DRIVING THE FUTURE OF GEARING FOR OVER 130 YEARS
A CRUCIAL START
George B. Grant founded Philadelphia Gear Works in 1892. At the time, the country needed raw materials like wood, copper, steel, and coal, as well as machinery for food production. Perfectly located to serve the booming steel and anthracite coal mines of Pennsylvania’s Lehigh Valley, the company prospered as it helped meet the broad need for dependable gearing.
By 1907, Philadelphia Gear® employed 17 machinists, which expanded to 20 total by 1911. The company’s 1912 catalog featured custom-made products in addition to its standard stocked gears.
As the gearing industry continued to prosper, gear manufacturers recognized the value of joining efforts to advance the industry. The result was the American Gear Manufacturing Association (AGMA), formed by Philadelphia Gear and nine other gearing companies in 1916.
SUPPORTING WAR EFFORTS
When the U.S. entered World War I in 1917, companies including Philadelphia Gear increased their production of gears, sprockets, chains, and automotive transmissions for ships, planes, munitions, tanks, and machinery. Philadelphia Gear tripled its workforce to 55 machinists and 10 office staff.
As the gearing industry continued to evolve, Philadelphia Gear began producing completely packaged power transmission products. The company’s 1922 catalog featured an enclosed speed reducer — an industry first. This innovation allowed users of gear-related machinery to rely on Philadelphia Gear power transmission specialists to create entire drive systems.
While the Great Depression brought other companies to a close, Philadelphia Gear survived, thanks to sales of the speed reducer. By 1939, speed reducers had become a key offering for the company. During this time, Philadelphia Gear produced couplings, electric hoists, as well as every type and size of gear.
When World War II began, Philadelphia Gear produced 14-foot ring gears to rotate battleship gun turrets, as well as worm gears for virtually every U.S. Navy destroyer’s hydraulic systems.
CONTINUING TO INNOVATE
Philadelphia Gear flourished after the war, integrating innovative European technology into gear production — the first American company to do so for industrial applications. Other new applications included the design and manufacture of Philadelphia Mixers — mechanical fluid mixers for agitating a variety of chemical and petroleum products.
By 1960, Philadelphia Gear had expanded to a larger facility in King of Prussia, Pennsylvania. The company equipped the new location with the most advanced machine tools, heat-treating furnaces, grinding equipment, and quality control devices available.
That new equipment was put to use right away. NASA and the U.S. Department of Defense called on Philadelphia Gear to supply gearing for large-scale radar and radio telescopes used to track satellites and missiles — and explore outer space. The projects required extraordinarily accurate and durable gear trains.

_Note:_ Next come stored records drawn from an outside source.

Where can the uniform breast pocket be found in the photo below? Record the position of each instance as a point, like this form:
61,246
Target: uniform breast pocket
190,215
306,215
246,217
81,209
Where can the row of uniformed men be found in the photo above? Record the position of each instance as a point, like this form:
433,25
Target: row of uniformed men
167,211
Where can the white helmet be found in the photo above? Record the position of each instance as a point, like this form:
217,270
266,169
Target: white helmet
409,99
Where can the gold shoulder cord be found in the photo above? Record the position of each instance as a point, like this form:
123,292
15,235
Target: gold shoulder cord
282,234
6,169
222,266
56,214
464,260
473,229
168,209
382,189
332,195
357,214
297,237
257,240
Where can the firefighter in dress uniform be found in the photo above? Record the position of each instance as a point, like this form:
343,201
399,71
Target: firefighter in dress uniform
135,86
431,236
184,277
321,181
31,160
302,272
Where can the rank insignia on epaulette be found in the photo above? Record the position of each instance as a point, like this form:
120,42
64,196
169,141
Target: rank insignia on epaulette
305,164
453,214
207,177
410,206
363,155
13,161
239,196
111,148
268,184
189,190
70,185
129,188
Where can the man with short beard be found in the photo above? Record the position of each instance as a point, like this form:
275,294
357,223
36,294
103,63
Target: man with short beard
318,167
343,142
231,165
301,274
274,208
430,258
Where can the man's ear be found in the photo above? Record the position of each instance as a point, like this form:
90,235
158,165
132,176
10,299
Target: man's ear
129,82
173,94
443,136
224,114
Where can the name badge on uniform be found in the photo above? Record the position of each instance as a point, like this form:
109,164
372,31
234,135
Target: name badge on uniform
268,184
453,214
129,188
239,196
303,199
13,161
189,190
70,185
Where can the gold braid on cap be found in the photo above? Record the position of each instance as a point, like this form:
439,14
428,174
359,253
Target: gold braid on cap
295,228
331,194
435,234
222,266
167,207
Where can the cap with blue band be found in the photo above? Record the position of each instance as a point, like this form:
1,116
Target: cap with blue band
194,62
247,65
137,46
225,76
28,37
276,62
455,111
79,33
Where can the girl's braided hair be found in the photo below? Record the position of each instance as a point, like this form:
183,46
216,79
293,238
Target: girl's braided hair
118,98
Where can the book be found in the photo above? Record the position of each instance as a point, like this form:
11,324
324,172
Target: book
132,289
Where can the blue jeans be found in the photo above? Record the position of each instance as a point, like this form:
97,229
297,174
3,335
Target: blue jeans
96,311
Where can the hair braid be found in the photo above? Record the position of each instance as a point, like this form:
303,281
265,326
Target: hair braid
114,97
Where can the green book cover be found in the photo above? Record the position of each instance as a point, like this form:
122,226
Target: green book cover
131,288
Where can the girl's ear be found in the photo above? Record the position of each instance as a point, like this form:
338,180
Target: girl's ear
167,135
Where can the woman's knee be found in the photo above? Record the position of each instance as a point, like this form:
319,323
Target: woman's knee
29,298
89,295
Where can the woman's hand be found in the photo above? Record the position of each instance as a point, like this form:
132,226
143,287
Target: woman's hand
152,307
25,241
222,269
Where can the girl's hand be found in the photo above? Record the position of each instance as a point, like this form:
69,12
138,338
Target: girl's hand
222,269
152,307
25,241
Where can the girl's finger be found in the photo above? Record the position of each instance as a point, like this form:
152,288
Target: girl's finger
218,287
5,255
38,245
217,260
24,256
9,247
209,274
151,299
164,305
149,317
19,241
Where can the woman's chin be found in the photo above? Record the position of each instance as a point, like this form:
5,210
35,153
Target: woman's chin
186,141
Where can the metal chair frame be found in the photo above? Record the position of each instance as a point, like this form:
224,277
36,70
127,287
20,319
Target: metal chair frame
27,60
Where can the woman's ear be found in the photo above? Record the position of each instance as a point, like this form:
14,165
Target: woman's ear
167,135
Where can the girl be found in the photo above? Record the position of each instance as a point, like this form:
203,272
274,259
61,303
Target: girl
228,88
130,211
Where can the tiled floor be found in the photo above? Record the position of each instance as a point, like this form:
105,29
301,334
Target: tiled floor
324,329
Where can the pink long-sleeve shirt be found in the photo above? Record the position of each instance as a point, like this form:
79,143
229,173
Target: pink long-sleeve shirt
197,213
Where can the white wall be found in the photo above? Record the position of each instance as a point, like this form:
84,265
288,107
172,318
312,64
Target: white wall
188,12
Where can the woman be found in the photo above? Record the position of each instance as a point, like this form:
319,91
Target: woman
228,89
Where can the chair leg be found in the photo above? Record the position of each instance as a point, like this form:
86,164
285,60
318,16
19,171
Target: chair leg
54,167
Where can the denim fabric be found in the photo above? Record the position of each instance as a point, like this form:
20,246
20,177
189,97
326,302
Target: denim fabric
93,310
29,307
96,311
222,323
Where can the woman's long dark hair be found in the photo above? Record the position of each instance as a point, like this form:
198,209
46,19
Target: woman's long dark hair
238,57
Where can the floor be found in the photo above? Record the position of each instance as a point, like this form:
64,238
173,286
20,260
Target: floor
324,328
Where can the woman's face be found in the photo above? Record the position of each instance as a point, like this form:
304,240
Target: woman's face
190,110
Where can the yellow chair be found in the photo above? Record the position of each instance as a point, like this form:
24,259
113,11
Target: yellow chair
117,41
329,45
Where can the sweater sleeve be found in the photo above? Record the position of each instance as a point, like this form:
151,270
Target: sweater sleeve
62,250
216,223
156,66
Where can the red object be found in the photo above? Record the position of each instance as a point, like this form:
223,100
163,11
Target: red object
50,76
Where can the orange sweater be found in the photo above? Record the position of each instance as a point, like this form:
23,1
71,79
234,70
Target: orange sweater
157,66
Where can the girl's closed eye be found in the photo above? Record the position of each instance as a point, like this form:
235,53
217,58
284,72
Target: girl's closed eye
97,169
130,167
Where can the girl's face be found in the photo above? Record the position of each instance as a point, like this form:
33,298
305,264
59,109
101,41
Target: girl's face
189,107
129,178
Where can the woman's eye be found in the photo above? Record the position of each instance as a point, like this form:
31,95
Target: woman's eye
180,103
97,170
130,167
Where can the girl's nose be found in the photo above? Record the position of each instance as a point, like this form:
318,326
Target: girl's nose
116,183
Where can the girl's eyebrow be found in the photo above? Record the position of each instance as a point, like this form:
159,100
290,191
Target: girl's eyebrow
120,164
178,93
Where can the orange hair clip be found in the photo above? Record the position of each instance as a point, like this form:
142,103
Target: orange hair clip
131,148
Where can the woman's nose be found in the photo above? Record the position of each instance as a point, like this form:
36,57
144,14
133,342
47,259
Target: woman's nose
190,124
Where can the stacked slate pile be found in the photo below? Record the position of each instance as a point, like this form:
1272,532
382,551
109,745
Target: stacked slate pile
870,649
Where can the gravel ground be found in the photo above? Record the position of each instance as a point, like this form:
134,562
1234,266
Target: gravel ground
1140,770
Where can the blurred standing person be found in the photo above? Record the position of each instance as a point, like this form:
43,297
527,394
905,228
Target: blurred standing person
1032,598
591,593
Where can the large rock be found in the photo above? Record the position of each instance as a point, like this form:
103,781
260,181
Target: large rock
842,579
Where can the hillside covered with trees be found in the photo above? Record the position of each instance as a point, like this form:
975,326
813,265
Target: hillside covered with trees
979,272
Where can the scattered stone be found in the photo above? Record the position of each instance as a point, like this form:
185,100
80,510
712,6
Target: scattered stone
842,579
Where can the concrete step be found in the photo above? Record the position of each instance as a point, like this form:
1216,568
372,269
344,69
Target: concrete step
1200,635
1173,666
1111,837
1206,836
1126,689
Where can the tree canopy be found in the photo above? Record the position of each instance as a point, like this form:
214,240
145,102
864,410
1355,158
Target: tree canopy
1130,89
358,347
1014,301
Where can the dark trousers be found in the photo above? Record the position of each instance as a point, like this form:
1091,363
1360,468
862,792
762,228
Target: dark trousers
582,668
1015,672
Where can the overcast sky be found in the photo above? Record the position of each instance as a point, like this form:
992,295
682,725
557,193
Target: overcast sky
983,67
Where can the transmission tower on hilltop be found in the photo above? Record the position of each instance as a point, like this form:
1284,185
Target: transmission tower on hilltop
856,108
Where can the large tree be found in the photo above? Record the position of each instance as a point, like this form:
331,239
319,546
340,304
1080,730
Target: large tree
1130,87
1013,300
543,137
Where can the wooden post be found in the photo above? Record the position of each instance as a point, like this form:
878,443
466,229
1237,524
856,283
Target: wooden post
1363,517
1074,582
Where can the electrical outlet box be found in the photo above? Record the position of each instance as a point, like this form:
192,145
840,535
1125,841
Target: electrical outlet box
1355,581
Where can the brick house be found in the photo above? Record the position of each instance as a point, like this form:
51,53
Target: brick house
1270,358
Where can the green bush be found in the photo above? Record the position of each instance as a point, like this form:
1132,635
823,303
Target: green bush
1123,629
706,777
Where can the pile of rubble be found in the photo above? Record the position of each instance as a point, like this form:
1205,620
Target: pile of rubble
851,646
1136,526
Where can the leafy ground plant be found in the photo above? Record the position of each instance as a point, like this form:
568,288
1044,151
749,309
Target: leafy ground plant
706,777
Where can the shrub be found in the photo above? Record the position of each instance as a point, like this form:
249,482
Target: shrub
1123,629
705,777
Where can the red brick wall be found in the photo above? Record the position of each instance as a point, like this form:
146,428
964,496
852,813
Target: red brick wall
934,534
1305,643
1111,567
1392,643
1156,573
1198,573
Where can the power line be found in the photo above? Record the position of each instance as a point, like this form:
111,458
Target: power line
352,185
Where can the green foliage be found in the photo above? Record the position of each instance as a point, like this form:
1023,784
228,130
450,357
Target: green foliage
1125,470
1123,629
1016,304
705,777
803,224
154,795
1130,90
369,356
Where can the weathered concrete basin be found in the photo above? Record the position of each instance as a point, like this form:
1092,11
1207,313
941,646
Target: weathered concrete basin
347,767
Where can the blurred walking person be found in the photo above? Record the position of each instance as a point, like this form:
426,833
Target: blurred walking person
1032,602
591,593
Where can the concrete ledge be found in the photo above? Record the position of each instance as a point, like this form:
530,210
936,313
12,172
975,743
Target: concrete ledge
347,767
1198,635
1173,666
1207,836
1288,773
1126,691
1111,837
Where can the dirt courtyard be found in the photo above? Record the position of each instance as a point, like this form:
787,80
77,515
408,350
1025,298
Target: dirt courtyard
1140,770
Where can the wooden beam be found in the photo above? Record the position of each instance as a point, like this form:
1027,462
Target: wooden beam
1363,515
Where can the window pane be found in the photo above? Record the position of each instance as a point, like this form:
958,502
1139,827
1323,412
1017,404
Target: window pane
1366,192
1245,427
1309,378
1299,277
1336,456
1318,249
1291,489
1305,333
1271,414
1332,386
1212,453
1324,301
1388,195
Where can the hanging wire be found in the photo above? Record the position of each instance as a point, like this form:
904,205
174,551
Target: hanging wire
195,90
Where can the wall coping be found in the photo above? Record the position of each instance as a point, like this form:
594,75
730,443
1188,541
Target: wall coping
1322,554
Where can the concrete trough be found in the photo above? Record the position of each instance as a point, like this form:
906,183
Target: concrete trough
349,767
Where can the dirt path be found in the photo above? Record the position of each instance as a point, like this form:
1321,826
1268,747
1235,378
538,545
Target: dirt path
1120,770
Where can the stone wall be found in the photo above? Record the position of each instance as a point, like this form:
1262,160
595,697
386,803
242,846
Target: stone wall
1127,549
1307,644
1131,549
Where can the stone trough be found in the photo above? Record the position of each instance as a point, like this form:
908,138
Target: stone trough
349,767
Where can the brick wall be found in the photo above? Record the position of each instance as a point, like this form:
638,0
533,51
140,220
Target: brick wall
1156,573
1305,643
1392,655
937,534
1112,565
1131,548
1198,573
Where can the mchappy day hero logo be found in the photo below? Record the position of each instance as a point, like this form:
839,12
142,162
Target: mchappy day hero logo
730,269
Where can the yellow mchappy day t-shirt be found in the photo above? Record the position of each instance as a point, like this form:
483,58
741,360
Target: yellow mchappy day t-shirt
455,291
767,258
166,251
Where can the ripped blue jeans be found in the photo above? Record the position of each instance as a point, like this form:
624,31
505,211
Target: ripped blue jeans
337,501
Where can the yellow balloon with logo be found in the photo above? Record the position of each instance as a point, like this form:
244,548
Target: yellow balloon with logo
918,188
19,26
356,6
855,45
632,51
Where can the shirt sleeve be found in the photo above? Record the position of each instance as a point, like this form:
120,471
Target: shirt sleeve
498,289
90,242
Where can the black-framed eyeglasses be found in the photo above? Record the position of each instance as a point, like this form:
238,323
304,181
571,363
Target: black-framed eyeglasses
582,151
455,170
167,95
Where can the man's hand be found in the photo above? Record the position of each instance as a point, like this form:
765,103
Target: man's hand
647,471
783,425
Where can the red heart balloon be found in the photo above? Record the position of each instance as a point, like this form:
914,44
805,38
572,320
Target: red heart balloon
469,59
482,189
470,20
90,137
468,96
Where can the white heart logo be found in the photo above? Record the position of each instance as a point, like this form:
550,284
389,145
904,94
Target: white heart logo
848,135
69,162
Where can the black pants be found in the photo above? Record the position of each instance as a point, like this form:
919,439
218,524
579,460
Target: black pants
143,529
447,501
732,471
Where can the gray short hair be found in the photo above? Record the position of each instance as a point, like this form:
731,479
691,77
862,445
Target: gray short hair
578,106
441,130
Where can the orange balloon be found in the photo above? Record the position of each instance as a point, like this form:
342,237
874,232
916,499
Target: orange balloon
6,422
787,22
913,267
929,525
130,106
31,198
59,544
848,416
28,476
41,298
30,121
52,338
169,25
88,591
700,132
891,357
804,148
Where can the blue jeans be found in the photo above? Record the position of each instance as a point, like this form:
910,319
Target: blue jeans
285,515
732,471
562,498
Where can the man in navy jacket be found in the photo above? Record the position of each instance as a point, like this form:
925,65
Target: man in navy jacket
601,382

Philadelphia Gear successfully produced the gearing to exacting specifications — building a reputation for large, special-function, and custom gearing.
Philadelphia Gear’s specialty gearing offerings would grow to include a variety of products: large marine gears; speed reducers; gearmotors; large right-angle gearboxes for coal-pulverizing mills in electric power generation; pinion stands, rolling mill gearboxes, and a new shaft-mounted reducer for basic oxygen furnaces used by the steel industry; gearboxes for cement kilns and sugar mills; and high-speed gearboxes for pumps, compressors, test stands, and gas turbines.
The company’s enclosed gearboxes also continued to help bring fuel and energy to the world — from the Alaska Pipeline, to offshore oil drilling rigs in the Gulf of Mexico and North Atlantic, to the Saudi Arabian Gas Gathering Program.
MEETING THE NEEDS OF MODERN POWER TRANSMISSION TECHNOLOGY
The 1980s brought the need for increasing amounts of power transmission in smaller spaces, such as large roller mills in the cement industry, and hydro turbines for power generation. Philadelphia Gear responded to the demand by reintroducing the principle of epicyclic gearing.
Today, as part of Timken Power Systems, Philadelphia Gear’s regional service and manufacturing centers offer an even more complete array of drive train capabilities. Customers can easily access electromechanical service solutions as well as support for gears, electric motors and generators, bearing repair, and design and service of control systems.